Consider motion in one dimension.
(a) When do the velocity and the acceleration vector have the same direction?
(b) When do the velocity and the acceleration vector have opposite direction?
(c) Can an object that is momentarily at rest be accelerating?

Discuss this with your fellow students in the discussion forum!

Real, extended objects

Assume that you are riding in a car, which is traveling down the road. The speedometer is not working, but you would like to determine the average speed of the car. You note that at time t₁= 8:31:00 AM the car passes mile marker 93 and at time t₂= 8:32:05 AM the car passes mile marker 94. You write down the positions of the car at times t₁ and t₂ as marker 93 and marker 94 respectively. Is this good enough?
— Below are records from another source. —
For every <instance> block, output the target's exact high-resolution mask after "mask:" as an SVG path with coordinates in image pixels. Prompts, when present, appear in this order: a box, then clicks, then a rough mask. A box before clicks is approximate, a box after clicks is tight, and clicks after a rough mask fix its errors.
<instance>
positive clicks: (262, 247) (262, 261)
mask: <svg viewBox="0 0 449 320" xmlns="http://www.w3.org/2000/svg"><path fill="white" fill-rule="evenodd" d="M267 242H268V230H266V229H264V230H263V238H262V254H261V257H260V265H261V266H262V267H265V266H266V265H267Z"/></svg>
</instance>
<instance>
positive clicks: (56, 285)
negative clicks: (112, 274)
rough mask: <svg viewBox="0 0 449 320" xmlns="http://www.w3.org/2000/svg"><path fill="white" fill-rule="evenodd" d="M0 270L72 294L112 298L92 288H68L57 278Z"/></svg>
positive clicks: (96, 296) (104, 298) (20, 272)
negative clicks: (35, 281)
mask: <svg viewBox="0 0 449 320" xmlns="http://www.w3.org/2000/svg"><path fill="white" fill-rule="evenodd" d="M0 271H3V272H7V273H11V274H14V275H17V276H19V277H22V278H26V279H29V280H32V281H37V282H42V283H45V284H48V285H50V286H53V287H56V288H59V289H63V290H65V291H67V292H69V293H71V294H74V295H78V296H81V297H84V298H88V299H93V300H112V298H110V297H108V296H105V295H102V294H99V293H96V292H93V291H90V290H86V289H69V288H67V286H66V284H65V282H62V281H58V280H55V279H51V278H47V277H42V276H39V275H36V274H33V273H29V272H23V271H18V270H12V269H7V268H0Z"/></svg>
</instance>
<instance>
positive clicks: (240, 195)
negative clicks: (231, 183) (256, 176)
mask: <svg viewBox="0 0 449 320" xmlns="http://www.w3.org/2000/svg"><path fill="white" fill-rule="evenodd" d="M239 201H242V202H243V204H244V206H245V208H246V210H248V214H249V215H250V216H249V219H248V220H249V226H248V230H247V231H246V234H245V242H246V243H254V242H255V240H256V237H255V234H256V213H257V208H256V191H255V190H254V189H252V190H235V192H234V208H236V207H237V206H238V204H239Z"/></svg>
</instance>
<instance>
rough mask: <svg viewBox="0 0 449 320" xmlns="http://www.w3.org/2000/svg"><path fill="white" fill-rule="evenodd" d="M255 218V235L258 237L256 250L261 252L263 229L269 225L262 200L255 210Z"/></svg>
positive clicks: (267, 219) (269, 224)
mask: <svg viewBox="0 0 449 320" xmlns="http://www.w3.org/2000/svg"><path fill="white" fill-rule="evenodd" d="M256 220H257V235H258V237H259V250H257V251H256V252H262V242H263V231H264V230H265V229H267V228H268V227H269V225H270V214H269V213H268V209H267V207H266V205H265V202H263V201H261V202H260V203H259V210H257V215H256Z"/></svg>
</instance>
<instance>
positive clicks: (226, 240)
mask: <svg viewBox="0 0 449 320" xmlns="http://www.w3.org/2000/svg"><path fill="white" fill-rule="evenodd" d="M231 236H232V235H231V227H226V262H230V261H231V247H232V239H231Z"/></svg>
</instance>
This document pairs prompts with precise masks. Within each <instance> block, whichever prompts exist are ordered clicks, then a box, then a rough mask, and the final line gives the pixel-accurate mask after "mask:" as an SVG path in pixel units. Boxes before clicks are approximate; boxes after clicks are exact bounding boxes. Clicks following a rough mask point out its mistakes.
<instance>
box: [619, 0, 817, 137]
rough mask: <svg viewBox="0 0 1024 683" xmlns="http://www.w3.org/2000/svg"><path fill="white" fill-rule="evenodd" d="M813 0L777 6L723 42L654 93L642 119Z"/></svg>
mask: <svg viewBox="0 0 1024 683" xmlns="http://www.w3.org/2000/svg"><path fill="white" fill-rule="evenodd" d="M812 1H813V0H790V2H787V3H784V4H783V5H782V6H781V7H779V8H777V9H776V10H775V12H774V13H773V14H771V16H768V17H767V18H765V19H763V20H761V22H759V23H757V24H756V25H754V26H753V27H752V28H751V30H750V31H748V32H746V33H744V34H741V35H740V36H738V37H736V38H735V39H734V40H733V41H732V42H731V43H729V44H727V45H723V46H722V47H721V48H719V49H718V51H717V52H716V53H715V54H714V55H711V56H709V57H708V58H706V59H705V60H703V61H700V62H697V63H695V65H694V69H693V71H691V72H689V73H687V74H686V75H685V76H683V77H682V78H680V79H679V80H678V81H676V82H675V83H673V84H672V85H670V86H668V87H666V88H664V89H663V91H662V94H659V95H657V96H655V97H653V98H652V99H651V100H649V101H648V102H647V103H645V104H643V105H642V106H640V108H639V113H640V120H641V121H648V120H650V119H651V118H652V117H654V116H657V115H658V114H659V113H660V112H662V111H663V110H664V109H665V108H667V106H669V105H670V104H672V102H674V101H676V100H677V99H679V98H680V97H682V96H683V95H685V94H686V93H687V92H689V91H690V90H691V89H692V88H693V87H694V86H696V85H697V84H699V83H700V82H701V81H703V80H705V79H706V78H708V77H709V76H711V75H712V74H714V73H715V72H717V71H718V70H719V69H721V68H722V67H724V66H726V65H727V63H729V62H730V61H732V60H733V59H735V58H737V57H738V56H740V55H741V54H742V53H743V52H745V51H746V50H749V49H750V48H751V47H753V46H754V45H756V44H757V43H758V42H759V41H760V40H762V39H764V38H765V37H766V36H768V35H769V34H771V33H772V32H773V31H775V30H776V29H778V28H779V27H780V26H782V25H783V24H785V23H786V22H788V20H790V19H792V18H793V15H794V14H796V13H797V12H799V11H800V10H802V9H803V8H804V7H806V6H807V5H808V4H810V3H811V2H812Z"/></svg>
The car is an extended object. Can we just treat it like a moving point particle? The answer depends on the problem we are trying to solve. How accurate do you want your answer to be? Do you just want to find the average speed of the car to make sure you are not exceeding the speed limit? Then noting when the car passes the mile markers is probably good enough to determine its speed. But if you are trying to determine the outcome of a race, it is be very important to note if the front bumper, the center, or the rear bumper of the car passes a marker at a given time.

When we treat extended objects as point particles, we neglect their orientation and their internal motion. For many problems this is an acceptable approximation, but it is always an approximation. We then set the position of the center of the object equal to the position of the object.